This study demonstrated by MRI two morphometrically distinct types of SO palsy based upon features of the cross section of the SO muscle belly: anisotropic, elongate atrophy, and isotropic, round atrophy. Subjects exhibiting anisotropic atrophy had greater hypertropia in infraversion than central gaze, as well as greater exclyclotorsion did subjects exhibiting isotropic atrophy.

Neurogenic atrophy of extraocular muscles occurs reliably and rapidly following denervation^22,23. Demer et al. reported atrophy of the midorbital cross section of the monkey SO following total trochlear neurectomy¹⁸. The gross cross section of the monkey SO was not uniformly reduced along the entire atrophic muscle length, but was redistributed anteriorly into the region of the trochlea normally occupied by tendon, so that the overall SO volume was only minimally reduced. The SO volume after intracranial trochlear neurectomy was 18% greater than on the intact side in one monkey, but was 12% less in second monkey and 26% less in third monkey. However, in the present study, the isotropic atrophy group showed a significant 66% reduction in SO volume, and the anisotropic atrophy group showed 44% reduction. The volume reduction in the palsied human SO was greater than those in the monkey study. In the present study, the cross sectional area of the palsied SO was reduced at all image planes evaluated. These differences might be due to the differences of etiology, duration of palsy, and species. The durations of SO palsy were long and quite variable, which might have masked possible early secular effects on SO shape.

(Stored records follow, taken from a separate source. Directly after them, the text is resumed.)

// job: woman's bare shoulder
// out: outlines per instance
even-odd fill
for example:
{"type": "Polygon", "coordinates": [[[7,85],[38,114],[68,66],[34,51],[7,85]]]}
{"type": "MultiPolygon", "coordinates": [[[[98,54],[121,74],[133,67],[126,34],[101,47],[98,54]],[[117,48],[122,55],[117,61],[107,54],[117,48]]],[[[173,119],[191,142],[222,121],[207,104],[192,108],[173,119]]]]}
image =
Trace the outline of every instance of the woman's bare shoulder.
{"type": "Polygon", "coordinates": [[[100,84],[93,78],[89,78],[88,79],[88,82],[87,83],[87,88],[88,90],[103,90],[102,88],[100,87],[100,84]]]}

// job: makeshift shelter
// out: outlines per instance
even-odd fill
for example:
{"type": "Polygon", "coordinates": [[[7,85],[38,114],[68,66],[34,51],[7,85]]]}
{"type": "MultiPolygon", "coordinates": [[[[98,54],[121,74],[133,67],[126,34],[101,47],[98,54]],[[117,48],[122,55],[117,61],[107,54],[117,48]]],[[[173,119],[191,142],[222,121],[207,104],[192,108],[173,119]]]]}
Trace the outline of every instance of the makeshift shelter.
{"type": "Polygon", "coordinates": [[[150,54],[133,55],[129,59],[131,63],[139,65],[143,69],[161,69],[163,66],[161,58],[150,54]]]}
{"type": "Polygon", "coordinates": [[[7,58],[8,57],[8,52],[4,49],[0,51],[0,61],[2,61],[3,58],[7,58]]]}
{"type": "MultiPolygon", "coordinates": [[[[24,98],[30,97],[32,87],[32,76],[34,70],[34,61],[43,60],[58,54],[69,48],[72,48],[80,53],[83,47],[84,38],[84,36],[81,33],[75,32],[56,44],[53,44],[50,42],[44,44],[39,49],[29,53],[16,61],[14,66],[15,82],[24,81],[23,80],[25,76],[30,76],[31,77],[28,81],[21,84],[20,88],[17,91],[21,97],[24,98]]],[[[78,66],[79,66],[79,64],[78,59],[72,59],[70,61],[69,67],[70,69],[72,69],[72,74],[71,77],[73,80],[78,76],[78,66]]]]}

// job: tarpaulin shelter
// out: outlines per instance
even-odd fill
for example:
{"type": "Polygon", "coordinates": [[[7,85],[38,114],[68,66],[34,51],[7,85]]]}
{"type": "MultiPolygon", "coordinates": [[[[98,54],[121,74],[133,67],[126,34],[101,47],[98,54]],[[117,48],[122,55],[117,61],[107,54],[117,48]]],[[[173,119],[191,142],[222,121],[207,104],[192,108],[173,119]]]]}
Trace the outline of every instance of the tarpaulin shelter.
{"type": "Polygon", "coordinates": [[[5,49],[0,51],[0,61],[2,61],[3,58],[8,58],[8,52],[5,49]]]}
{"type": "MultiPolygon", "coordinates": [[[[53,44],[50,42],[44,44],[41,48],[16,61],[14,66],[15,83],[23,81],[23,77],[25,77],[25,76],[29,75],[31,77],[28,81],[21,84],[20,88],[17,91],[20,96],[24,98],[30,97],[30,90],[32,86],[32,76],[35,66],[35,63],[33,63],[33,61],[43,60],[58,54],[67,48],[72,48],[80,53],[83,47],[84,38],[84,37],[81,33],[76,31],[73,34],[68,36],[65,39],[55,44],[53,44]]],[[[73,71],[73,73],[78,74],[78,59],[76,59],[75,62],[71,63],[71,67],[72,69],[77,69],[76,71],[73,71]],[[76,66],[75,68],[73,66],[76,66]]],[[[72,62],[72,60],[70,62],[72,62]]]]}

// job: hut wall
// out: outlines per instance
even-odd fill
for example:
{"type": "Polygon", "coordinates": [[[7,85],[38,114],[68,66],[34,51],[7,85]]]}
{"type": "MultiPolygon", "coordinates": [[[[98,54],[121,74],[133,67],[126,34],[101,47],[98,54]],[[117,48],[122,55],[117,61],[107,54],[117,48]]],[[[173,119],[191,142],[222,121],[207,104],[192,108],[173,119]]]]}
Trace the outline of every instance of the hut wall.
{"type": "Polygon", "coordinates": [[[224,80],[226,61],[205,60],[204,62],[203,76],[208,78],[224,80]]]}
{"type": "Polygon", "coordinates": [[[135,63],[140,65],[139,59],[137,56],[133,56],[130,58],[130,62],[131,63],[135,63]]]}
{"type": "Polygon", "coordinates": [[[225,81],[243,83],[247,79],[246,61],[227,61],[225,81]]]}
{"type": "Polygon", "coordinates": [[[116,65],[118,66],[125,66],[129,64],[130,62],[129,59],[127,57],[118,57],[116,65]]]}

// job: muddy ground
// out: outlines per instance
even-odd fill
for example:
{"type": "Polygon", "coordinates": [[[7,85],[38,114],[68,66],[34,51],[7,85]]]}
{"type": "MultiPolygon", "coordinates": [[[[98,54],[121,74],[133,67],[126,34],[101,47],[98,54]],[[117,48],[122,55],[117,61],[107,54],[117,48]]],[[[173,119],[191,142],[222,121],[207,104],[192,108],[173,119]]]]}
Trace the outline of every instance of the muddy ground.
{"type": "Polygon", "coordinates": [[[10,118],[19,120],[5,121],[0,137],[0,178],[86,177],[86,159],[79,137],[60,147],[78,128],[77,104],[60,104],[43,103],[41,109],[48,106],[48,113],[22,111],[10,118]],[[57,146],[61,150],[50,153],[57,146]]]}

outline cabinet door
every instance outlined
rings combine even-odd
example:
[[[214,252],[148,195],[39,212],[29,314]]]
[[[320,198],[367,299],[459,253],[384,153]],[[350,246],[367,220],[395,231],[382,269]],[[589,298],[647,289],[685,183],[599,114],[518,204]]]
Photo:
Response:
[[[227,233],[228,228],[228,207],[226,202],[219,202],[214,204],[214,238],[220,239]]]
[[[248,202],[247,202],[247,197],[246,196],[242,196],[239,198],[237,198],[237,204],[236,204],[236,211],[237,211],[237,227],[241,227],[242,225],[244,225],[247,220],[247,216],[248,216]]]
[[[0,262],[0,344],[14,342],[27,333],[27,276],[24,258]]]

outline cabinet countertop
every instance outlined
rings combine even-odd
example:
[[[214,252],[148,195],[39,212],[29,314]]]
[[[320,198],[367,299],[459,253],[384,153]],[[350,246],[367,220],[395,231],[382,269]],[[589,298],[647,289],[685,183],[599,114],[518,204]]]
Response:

In context of new anatomical understanding of the intramuscular SO innervation, we interpret the data in context of compartmentalization. The elongate, oval shaped SO belly in the anisotropic atrophy group is consistent with palsy of only one compartment, while the round, uniform SO belly in the isotropic atrophy group is consistent with palsy of both compartments. The anisotropic atrophy group would presumably maintain function in part of the SO. However, we cannot differentiate medial compartment palsy from lateral compartment palsy based on SO cross section morphology with current MRI technique. Thus, the anisotropic atrophy group could presumably include both cases of selective medial and other cases of selective lateral compartment palsy; the clinical presentation of the resulting group would be mixed, unless one compartment were selectively vulnerable to pathology. Selective compartmental vulnerability, while of course unproven in SO, has been suggested for lateral rectus by the frequent occurrence of palsy of only the superior compartment of that extraocular muscle, which represents about 30% of cases of lateral rectus weakness³. Heterogeneity of medial vs. lateral compartmental SO palsy in the group with anisotropic atrophy is one possible explanation why subjects exhibiting anisotropic atrophy both had greater hypertropia in infraversion than central gaze, as well as greater exclyclotorsion did subjects exhibiting isotropic atrophy. But it is also likely that abnormal SO function is associated with compensatory responses throughout the extraocular muscle compartments of both orbits. Similar widespread and sometimes paradoxical behaviors have been observed by MRI during vertical fusional vergence in normal people, including relaxation of the SO lateral compartment of the infraducting eye⁷.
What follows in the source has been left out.